Readers' Week Top 7 | To Hold You or Hold You Not (No. 4)

in The Undergrads4 months ago (edited)

Welcome to Readers’ Week 2024, where we celebrate the thoughts and voices of our blooming community. This year, we invited our readers to share their thoughts on the theme “Clean Slate” as the academic year restarts - unfolding a tale of fresh starts, new beginnings and untold stories. From an array of incredible submissions, we’ve chosen the top seven, and as difficult as that was, these pieces best embody this powerful theme.

As we take you through these seven submissions, they bring to you their own interpretations. With that, we present to you the fourth piece, which truly captures the essence of starting anew!

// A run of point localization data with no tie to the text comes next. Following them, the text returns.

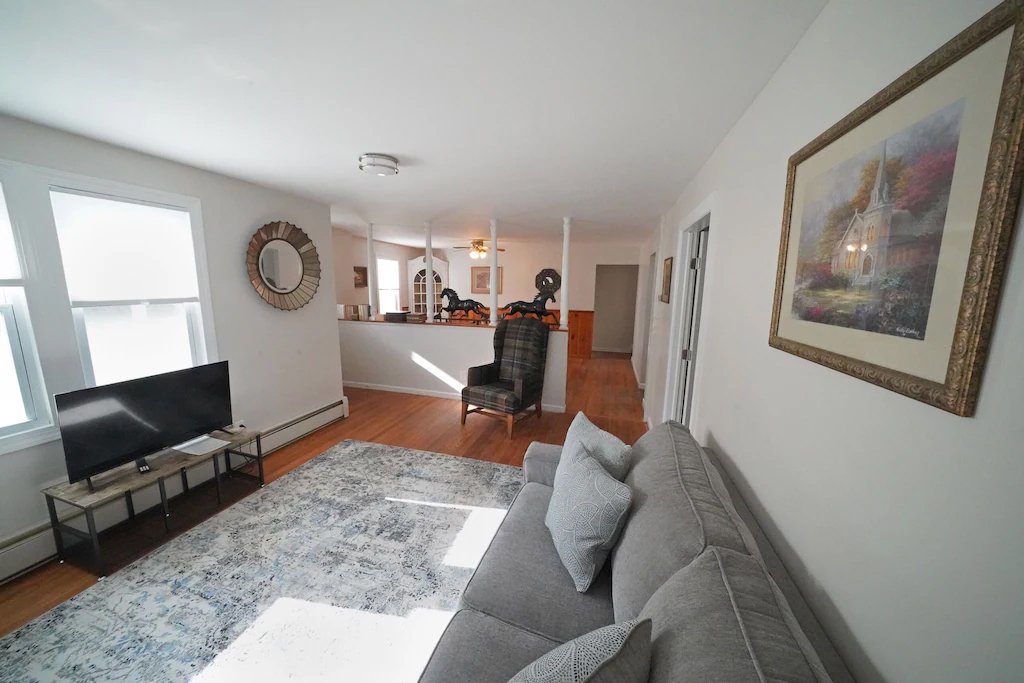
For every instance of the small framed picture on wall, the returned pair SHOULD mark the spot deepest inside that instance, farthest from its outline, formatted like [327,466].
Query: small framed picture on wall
[667,281]
[360,275]
[480,279]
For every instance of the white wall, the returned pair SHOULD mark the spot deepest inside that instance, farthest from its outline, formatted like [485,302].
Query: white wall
[614,307]
[350,250]
[284,364]
[433,359]
[522,260]
[906,539]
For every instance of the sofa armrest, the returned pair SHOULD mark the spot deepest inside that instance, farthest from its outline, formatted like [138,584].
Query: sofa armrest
[540,463]
[480,375]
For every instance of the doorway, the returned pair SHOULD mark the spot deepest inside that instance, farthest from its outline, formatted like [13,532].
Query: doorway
[648,309]
[696,241]
[614,307]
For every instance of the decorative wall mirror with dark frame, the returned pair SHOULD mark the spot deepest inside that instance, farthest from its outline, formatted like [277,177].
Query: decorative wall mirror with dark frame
[283,265]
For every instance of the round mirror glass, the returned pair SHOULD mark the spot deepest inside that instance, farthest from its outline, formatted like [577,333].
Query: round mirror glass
[280,266]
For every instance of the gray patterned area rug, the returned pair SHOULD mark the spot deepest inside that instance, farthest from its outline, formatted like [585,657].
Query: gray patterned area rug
[345,569]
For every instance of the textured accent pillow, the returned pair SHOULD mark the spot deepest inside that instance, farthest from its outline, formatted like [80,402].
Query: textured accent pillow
[586,513]
[606,449]
[615,653]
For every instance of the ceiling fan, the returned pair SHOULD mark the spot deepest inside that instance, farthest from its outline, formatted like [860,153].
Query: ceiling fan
[477,249]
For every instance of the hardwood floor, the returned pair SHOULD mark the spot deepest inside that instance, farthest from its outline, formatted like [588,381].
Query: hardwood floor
[603,387]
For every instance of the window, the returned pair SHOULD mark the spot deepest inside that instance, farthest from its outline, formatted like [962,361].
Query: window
[420,292]
[130,270]
[23,398]
[388,285]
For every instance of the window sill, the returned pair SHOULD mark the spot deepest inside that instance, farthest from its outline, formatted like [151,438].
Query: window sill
[29,438]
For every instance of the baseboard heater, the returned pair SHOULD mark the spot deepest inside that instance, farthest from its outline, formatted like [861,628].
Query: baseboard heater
[44,527]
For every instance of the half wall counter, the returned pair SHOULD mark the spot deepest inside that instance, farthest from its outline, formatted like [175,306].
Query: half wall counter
[432,359]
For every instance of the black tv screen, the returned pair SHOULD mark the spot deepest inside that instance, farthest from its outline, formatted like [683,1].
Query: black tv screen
[114,424]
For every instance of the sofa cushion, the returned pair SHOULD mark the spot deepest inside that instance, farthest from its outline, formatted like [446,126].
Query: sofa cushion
[604,446]
[722,619]
[521,580]
[615,653]
[680,507]
[541,462]
[587,511]
[480,648]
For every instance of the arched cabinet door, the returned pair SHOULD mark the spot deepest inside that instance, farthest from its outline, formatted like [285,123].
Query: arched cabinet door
[418,284]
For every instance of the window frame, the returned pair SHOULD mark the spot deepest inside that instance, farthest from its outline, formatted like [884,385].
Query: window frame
[199,316]
[52,338]
[40,427]
[24,358]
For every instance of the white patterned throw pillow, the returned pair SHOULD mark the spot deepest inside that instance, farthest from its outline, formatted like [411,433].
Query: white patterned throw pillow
[616,653]
[607,449]
[587,511]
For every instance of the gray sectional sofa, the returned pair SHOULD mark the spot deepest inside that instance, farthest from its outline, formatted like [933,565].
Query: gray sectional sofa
[690,557]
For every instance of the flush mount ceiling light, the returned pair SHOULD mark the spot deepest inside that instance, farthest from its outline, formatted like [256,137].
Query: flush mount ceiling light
[375,164]
[477,249]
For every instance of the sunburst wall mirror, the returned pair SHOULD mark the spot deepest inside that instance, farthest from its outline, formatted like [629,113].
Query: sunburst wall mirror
[283,265]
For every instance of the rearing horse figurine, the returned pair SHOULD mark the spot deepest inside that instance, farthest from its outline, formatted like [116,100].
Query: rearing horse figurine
[539,306]
[456,304]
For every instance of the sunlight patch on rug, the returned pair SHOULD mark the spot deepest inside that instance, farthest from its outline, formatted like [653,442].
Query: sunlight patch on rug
[296,640]
[375,542]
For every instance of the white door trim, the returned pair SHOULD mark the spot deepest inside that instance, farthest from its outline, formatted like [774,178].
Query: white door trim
[682,251]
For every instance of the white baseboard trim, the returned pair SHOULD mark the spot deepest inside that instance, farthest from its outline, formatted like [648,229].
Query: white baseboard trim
[551,408]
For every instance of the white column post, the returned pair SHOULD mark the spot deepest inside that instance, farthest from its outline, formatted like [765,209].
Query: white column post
[428,261]
[375,303]
[494,271]
[563,301]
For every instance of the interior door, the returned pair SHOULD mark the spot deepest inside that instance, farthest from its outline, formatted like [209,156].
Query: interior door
[691,321]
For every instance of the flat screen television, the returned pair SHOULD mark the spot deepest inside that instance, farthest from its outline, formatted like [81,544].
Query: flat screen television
[114,424]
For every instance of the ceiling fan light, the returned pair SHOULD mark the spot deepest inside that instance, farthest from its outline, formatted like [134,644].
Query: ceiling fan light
[376,164]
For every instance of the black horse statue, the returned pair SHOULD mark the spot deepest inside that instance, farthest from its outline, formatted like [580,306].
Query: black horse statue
[539,306]
[456,304]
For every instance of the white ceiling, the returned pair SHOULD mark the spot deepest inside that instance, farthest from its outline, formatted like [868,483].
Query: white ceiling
[524,110]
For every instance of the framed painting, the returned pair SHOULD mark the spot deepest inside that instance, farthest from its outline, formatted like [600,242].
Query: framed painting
[898,219]
[666,281]
[360,278]
[480,279]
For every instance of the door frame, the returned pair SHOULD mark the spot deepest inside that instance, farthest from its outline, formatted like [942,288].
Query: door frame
[684,233]
[696,267]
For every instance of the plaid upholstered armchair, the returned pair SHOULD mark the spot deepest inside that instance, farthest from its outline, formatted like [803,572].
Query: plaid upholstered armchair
[514,381]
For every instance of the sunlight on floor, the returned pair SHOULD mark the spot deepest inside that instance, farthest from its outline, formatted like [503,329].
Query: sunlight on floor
[437,372]
[473,538]
[297,640]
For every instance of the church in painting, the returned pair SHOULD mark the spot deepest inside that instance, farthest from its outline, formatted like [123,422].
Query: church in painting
[881,239]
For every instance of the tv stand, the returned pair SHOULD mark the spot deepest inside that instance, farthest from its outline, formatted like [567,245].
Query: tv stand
[122,481]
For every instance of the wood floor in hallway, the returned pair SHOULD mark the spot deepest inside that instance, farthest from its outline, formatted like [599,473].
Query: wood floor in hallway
[603,387]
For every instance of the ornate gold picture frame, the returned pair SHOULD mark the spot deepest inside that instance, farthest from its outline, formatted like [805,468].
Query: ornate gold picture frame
[898,219]
[296,287]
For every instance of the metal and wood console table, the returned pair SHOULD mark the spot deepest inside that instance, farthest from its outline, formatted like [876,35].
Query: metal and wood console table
[122,481]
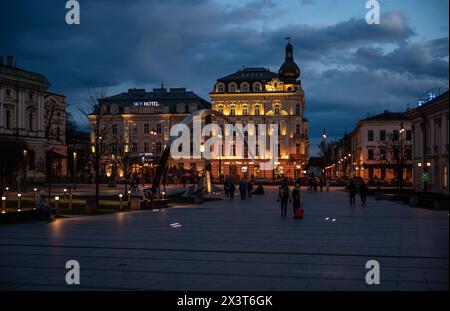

To Hold You or Hold You Not

BY - @anshita

I loathe cleaning. The daunting responsibility of removing the marks of my existence from a space that presumably can’t be owned, having to pick up my scattered belongings, is a task too overwhelming to deal with. I generally look around, trying to find the most minuscule excuse to escape from the chore, but today is different.

As I sit on the floor of your room, surrounded by cardboard boxes and your old trunks—which you insist on using regardless of having the luxury of modern amenities—all I wish to do right now is clean this space you’ve claimed as your own. The abode you’ve built for yourself over the years, with items unquestionably yours, resting in their designated spots. The soft blanket perched at the foot of your bed is neatly folded, almost as if it’s untouched. The pictures of your courageous treks, which were once stuck onto the wall, have slowly torn away, fading with time, almost as if even this inanimate space wants to wash itself new.

You’re here, but are you really? I’m not so sure myself. Your new pair of clothes are still hanging in the closet as they yearn to be worn by you, the books you were once reading now at a halt, now never to be read one page further. Your absence is numbly loud; the hushed voices of all the guests in our house, slowly rolling out their condolences, get washed out by my ears desperately searching for one more jingle of your anklet. I’m surrounded by things that were once claimed to be yours, but not you.

The hands of the clock keep moving, and time keeps passing. My steps have gotten lighter, and your room emptier, now wiped clean, repurposed to have a new lease on its name. I don’t feel the need to look for you in things, to hear you once more and ask you why this had to end the way it did. I’m not questioning your absence as my anger at your departure slowly simmers down, because now I realize that you never really left.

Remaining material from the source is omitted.